On Obama: The Virtue of Doubt

By David K. Shipler

            President Obama deserves praise, not criticism, for the views on Afghanistan attributed to him in former Defense Secretary Robert Gates’s memoir. In the book’s most quoted lines, Gates writes of a meeting in March 2011, “As I sat there, I thought: the president doesn’t trust his commander, can’t stand [Afghanistan President Hamid] Karzai, doesn’t believe in his own strategy, and doesn’t consider the war to be his. For him, it’s all about getting out.”
Gates doesn’t mean this as a compliment, but if it’s accurate, then two cheers for Obama. It’s just too bad his actions didn’t coincide with his doubts—a familiar pattern.

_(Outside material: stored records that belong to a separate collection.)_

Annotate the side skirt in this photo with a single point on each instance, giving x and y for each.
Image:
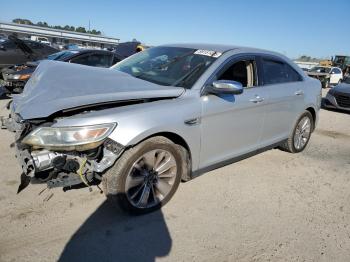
(203, 170)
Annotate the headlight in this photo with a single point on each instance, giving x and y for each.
(24, 77)
(331, 91)
(14, 77)
(69, 138)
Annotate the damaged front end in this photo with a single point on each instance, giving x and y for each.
(71, 157)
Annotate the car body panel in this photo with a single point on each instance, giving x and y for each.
(57, 86)
(338, 97)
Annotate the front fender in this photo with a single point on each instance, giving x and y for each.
(139, 121)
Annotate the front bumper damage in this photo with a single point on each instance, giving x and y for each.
(67, 170)
(60, 169)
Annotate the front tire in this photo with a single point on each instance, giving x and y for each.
(146, 176)
(301, 134)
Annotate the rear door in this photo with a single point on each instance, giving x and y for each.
(284, 90)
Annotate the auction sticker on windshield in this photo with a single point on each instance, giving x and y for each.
(207, 53)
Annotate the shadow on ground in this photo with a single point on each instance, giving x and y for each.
(110, 235)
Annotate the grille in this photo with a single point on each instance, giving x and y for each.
(343, 100)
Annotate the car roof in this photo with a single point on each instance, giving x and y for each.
(88, 50)
(218, 47)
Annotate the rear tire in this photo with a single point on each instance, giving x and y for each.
(137, 186)
(300, 136)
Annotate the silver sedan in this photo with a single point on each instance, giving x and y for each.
(164, 115)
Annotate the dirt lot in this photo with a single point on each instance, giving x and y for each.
(272, 207)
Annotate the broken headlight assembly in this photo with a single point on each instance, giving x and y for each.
(80, 138)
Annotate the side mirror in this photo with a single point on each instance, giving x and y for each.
(226, 87)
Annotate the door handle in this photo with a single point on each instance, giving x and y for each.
(299, 92)
(256, 99)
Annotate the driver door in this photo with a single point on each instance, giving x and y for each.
(232, 124)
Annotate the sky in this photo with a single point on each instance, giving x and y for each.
(318, 28)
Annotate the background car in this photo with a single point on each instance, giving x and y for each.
(338, 97)
(14, 51)
(329, 76)
(15, 77)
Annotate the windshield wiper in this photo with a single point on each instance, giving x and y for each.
(174, 60)
(188, 76)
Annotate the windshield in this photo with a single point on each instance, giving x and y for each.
(60, 56)
(169, 66)
(320, 69)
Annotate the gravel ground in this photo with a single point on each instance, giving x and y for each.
(274, 206)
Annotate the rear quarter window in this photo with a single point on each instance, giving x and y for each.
(276, 72)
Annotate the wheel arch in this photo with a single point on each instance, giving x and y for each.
(314, 116)
(176, 139)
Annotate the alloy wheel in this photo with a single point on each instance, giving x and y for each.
(302, 133)
(151, 178)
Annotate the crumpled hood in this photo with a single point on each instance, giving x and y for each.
(56, 86)
(317, 74)
(342, 88)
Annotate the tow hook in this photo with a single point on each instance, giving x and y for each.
(25, 180)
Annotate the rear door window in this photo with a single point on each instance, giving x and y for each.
(276, 72)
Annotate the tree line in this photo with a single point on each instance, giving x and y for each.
(79, 29)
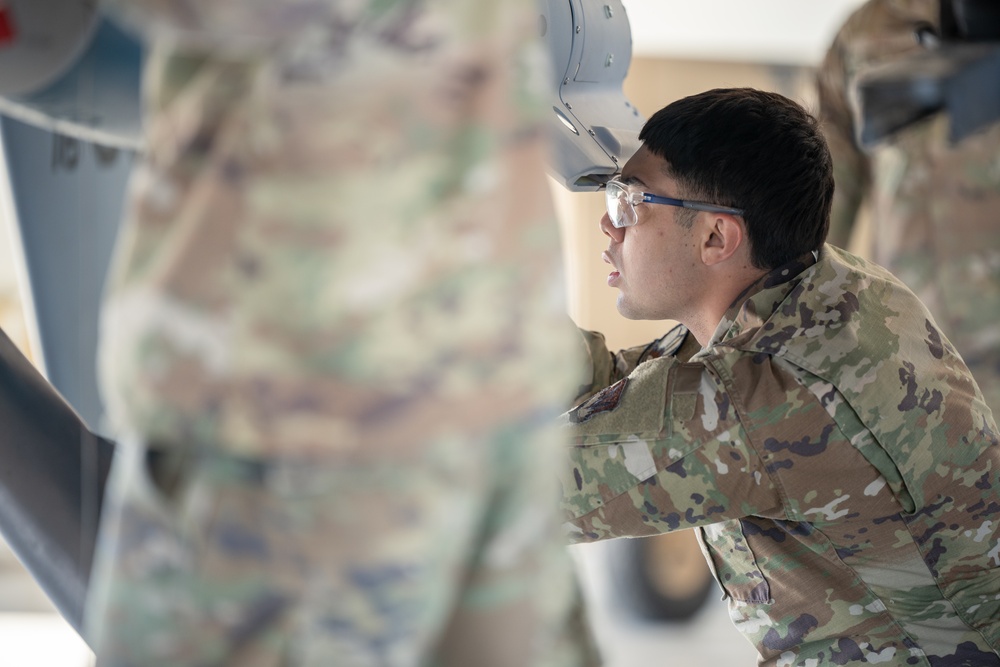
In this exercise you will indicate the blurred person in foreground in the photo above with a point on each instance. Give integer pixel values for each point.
(933, 202)
(807, 416)
(334, 343)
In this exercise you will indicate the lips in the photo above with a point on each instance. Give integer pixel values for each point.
(614, 275)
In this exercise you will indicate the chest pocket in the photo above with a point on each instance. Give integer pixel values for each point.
(733, 562)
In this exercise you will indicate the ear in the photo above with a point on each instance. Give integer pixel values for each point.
(724, 235)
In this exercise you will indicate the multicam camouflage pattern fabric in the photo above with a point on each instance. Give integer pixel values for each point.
(837, 457)
(933, 203)
(335, 326)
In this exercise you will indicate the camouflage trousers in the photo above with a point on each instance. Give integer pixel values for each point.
(207, 559)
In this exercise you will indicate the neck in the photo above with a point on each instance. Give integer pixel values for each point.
(703, 323)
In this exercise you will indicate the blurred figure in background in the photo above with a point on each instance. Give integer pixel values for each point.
(334, 343)
(933, 202)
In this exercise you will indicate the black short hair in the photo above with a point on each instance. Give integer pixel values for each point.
(754, 150)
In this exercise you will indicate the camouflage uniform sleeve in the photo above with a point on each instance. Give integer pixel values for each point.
(850, 165)
(660, 450)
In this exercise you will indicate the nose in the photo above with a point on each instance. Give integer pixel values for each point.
(612, 232)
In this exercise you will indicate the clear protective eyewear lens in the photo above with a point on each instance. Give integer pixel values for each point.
(619, 208)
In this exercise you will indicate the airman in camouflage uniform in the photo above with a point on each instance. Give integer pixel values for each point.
(827, 441)
(335, 345)
(933, 203)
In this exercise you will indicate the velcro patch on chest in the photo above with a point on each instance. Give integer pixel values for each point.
(605, 400)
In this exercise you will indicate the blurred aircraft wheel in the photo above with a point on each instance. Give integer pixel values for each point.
(662, 578)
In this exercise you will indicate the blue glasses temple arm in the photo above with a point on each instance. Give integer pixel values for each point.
(697, 206)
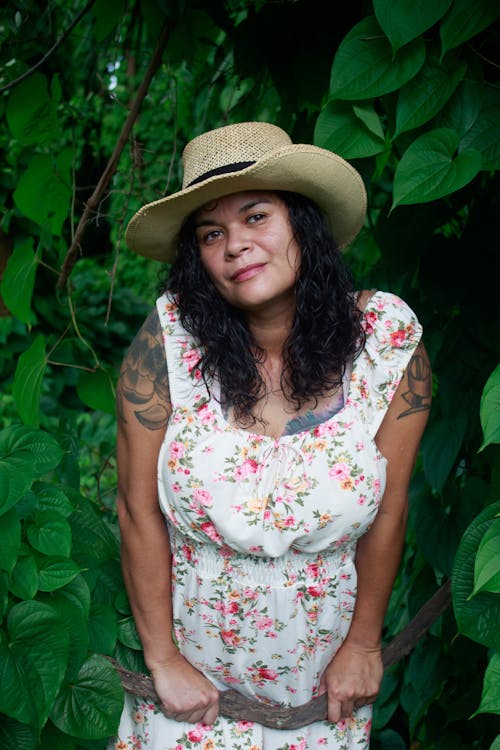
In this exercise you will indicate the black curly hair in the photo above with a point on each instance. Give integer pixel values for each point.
(325, 334)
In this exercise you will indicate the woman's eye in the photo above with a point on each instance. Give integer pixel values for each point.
(212, 235)
(255, 217)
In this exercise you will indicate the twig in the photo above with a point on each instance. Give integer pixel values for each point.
(97, 195)
(235, 706)
(55, 46)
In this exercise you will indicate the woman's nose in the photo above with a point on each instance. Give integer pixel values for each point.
(236, 242)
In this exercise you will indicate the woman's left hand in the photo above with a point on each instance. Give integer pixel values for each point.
(352, 679)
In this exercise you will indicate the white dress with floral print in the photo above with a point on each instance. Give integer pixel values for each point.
(263, 534)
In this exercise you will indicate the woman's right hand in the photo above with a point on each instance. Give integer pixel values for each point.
(184, 692)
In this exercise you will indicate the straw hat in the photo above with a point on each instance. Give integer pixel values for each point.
(250, 156)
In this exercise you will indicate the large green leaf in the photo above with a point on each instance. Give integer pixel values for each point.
(90, 706)
(430, 168)
(127, 633)
(404, 20)
(463, 108)
(97, 391)
(426, 94)
(341, 129)
(364, 66)
(490, 699)
(478, 616)
(440, 446)
(55, 572)
(465, 19)
(24, 454)
(53, 498)
(487, 565)
(32, 662)
(49, 532)
(484, 135)
(390, 740)
(93, 540)
(31, 113)
(43, 192)
(103, 629)
(10, 540)
(73, 620)
(107, 17)
(489, 409)
(28, 378)
(53, 739)
(19, 279)
(24, 578)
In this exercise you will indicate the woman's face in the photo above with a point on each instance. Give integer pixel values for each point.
(248, 250)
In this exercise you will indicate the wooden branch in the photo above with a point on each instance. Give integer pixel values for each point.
(235, 706)
(51, 51)
(98, 194)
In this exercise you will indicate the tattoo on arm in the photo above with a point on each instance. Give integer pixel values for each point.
(144, 378)
(418, 376)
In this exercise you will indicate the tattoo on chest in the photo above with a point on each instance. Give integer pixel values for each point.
(144, 378)
(418, 395)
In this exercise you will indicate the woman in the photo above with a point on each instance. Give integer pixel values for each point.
(269, 419)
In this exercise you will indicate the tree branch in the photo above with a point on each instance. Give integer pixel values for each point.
(51, 51)
(98, 194)
(235, 706)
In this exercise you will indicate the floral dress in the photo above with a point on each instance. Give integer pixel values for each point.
(263, 533)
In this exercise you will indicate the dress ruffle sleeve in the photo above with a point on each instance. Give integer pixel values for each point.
(392, 335)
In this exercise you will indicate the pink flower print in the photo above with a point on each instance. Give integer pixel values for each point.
(264, 673)
(196, 734)
(326, 428)
(203, 497)
(207, 417)
(176, 449)
(263, 623)
(249, 593)
(369, 322)
(249, 466)
(339, 471)
(398, 338)
(315, 590)
(243, 726)
(191, 359)
(209, 529)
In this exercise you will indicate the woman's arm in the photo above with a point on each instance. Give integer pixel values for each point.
(354, 675)
(143, 407)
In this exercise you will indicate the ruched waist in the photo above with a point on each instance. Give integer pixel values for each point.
(213, 561)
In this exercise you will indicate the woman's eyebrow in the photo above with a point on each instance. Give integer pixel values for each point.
(246, 207)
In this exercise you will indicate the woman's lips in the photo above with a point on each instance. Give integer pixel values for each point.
(246, 273)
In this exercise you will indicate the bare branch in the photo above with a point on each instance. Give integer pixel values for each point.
(98, 194)
(235, 706)
(51, 51)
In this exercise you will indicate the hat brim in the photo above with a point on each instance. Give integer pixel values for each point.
(324, 177)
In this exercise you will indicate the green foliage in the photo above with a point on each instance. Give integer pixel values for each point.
(408, 90)
(490, 409)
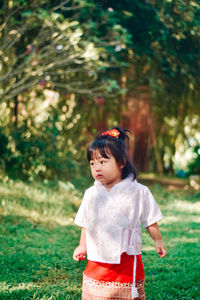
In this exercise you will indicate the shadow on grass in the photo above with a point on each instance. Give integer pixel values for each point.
(36, 261)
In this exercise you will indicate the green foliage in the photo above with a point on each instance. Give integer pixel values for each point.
(38, 238)
(194, 165)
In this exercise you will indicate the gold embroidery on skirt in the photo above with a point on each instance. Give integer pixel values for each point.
(103, 290)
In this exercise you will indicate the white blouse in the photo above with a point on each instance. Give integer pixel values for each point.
(112, 219)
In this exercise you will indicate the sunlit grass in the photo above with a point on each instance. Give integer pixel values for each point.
(37, 238)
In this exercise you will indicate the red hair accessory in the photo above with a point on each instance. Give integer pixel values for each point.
(113, 132)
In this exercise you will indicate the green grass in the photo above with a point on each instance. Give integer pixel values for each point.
(37, 239)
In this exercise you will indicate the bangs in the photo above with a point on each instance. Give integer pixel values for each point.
(98, 147)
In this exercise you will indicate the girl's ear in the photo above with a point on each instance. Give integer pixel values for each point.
(122, 164)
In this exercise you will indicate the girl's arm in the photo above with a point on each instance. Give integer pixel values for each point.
(80, 251)
(154, 232)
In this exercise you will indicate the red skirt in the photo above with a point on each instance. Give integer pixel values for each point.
(113, 281)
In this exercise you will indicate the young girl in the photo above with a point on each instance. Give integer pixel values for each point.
(110, 216)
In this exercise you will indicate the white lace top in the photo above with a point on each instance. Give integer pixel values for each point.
(112, 219)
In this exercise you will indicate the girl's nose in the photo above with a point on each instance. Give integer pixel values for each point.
(98, 167)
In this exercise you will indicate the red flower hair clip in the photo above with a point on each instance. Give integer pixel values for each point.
(113, 132)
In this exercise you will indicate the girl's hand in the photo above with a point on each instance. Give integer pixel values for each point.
(160, 248)
(79, 253)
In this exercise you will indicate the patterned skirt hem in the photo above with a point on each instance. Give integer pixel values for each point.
(106, 290)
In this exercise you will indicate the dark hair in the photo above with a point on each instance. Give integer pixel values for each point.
(107, 144)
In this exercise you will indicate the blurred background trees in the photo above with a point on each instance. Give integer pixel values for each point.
(71, 68)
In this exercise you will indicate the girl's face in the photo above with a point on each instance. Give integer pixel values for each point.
(105, 170)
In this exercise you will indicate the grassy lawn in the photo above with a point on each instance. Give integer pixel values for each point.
(37, 239)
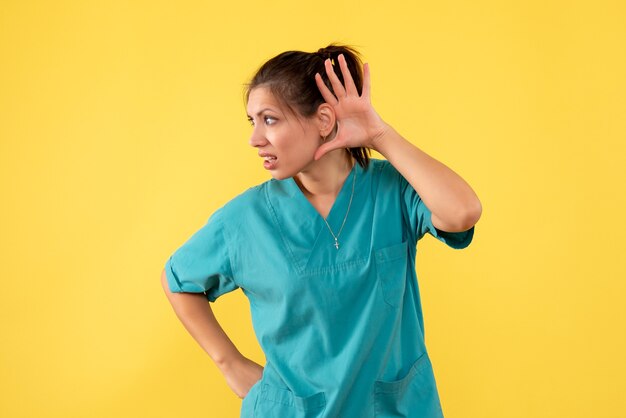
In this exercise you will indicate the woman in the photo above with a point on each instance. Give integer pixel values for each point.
(325, 250)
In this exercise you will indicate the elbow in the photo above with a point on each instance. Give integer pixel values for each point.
(164, 283)
(472, 214)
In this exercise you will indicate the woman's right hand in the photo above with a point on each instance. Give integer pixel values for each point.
(241, 374)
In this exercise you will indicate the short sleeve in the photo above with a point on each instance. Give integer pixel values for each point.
(418, 218)
(202, 264)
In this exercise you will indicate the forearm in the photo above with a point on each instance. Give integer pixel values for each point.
(194, 311)
(451, 200)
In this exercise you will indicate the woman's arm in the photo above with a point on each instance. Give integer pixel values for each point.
(195, 312)
(454, 205)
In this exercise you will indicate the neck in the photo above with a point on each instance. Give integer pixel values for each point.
(325, 177)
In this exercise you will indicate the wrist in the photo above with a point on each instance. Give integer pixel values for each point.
(378, 138)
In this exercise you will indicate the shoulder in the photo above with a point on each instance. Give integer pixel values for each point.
(384, 171)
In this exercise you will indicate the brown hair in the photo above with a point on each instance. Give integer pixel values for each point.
(290, 77)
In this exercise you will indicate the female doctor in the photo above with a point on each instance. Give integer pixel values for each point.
(325, 250)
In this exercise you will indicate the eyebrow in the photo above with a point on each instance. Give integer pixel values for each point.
(259, 112)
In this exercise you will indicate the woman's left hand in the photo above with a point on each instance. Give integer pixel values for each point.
(358, 124)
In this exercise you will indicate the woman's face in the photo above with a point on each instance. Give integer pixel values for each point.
(286, 142)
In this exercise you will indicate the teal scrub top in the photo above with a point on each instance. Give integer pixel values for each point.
(342, 329)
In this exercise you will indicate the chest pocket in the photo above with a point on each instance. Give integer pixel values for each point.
(278, 402)
(391, 270)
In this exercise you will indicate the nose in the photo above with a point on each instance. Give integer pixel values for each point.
(257, 138)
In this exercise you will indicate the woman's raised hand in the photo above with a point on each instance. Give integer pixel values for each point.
(358, 124)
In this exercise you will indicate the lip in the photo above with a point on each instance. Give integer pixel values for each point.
(264, 154)
(268, 164)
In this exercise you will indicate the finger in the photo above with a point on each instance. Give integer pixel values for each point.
(326, 93)
(348, 82)
(334, 80)
(366, 81)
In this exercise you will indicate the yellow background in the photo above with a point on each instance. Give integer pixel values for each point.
(123, 128)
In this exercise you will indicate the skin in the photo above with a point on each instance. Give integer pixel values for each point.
(295, 139)
(320, 168)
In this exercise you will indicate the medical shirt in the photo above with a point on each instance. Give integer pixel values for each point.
(342, 329)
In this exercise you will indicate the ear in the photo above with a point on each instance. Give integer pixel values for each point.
(326, 119)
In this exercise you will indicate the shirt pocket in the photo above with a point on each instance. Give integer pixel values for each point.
(391, 271)
(279, 402)
(414, 394)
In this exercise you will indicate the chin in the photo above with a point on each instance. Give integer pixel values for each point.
(278, 175)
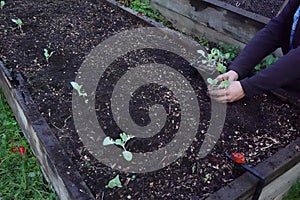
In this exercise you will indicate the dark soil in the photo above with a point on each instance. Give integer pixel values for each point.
(267, 8)
(258, 127)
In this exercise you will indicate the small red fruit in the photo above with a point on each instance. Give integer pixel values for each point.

Let’s take Gates’s observations one at a time:
Obama was obviously right to distrust his commander, David Petraeus, who was felled the following year as CIA director by an extra-marital affair, and whose counterinsurgency brilliance was always overstated. Petraeus was a charming man of poor judgment.
Obama was justified about Karzai, who has proved to be a puppet without strings—a self-absorbed enabler of corruption who cannot govern his country or practice sensible diplomacy with his chief benefactor.
Obama was correct in not believing in “his own strategy” of beefing up troops in Afghanistan, articulated during his 2008 campaign.